Experts say if the claim is true, the North would have sufficient plutonium
to make about six nuclear bombs within months. U.S. intelligence has long believed
the North had already developed one or two. But Pyongyang says its is making
more to strengthen its "nuclear deterrent" in the face of what it calls an
ongoing threat of invasion from the United States. Washington has repeatedly
denied that it has any such plans.
Ken Wells heads the Korean Studies Center at Australia National University
in Canberra. He partially attributes North Korea's belligerence to its poverty.

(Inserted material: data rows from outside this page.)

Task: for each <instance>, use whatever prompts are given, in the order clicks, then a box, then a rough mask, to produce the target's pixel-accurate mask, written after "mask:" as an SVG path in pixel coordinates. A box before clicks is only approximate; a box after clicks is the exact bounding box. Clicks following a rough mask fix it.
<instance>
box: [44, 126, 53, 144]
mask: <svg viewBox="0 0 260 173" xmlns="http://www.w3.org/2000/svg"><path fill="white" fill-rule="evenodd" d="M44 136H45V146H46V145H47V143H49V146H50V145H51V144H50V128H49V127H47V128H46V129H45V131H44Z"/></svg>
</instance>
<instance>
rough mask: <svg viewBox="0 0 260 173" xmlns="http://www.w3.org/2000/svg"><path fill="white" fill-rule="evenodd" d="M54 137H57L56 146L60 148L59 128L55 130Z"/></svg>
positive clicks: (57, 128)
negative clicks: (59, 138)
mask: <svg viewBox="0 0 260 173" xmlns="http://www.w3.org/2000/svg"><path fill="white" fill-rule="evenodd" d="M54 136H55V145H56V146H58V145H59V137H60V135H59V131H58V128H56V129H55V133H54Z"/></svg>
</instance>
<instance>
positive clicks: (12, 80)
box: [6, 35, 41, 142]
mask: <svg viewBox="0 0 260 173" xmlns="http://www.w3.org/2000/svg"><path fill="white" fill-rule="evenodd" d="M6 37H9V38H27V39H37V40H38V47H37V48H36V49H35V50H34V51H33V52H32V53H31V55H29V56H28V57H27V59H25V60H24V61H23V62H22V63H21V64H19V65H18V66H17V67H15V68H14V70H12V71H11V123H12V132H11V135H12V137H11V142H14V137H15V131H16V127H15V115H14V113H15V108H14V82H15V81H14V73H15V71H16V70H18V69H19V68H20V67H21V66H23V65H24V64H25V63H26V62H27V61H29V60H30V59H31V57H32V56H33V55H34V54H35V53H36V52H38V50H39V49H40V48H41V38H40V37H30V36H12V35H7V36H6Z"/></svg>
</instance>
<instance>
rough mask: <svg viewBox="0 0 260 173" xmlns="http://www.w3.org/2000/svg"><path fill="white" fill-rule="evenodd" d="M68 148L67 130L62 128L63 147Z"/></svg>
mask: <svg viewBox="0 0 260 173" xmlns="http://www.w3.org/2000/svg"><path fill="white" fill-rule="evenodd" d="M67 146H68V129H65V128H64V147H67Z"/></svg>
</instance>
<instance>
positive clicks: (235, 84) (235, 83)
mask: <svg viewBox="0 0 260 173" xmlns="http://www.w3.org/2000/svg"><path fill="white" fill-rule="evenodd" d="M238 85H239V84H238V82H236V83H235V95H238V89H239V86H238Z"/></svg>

He says the stream of provocative actions and angry rhetoric encourage North
Korean people to target their anger for the country's woes toward the United
States instead of at the Kim Jong Il government.
"North Korea does not have really many bargaining chips in its hand so it
has to rely on what it thinks is its strongest bargaining position," says Mr.
Wells. "And that is simply that it will insist on its right to be able defend
itself against any attempt to overthrow the nation or change the regime. And
that it will therefore continue its nuclear armament program to do so."
Scott Snyder of the Asia Foundation says North Korea's behavior over the
last year is also a way of drawing the world's attention and strengthening
the North's negotiating position even though it has what he calls "a diplomatically
weak hand." "What they have wanted for a long time is a changed relationship
with the world and the United States," he says. "The problem is they want it
on their terms and without much of a reciprocal engagement but without much
willingness to adjust or change their own political system."
China and Russia - the North's only two major allies - along with the United
States, Japan and North and South Korea, held an initial round of multi-party
talks in Beijing in late August, but it ended only with a vague agreement to
hold more negotiations.
In the meantime, the government of Kim Jong Il is still seeking to shape
the agenda, repeating its demand for a non-aggression pact with Washington
as the only way to resolve the crisis. The United States continues to refuse
and, last month, shored up its defense capabilities in the region with the
deployment of new Patriot missiles. Pyongyang called the $11 billion upgrade "a
provocative action by the United States to complete it preparations for war."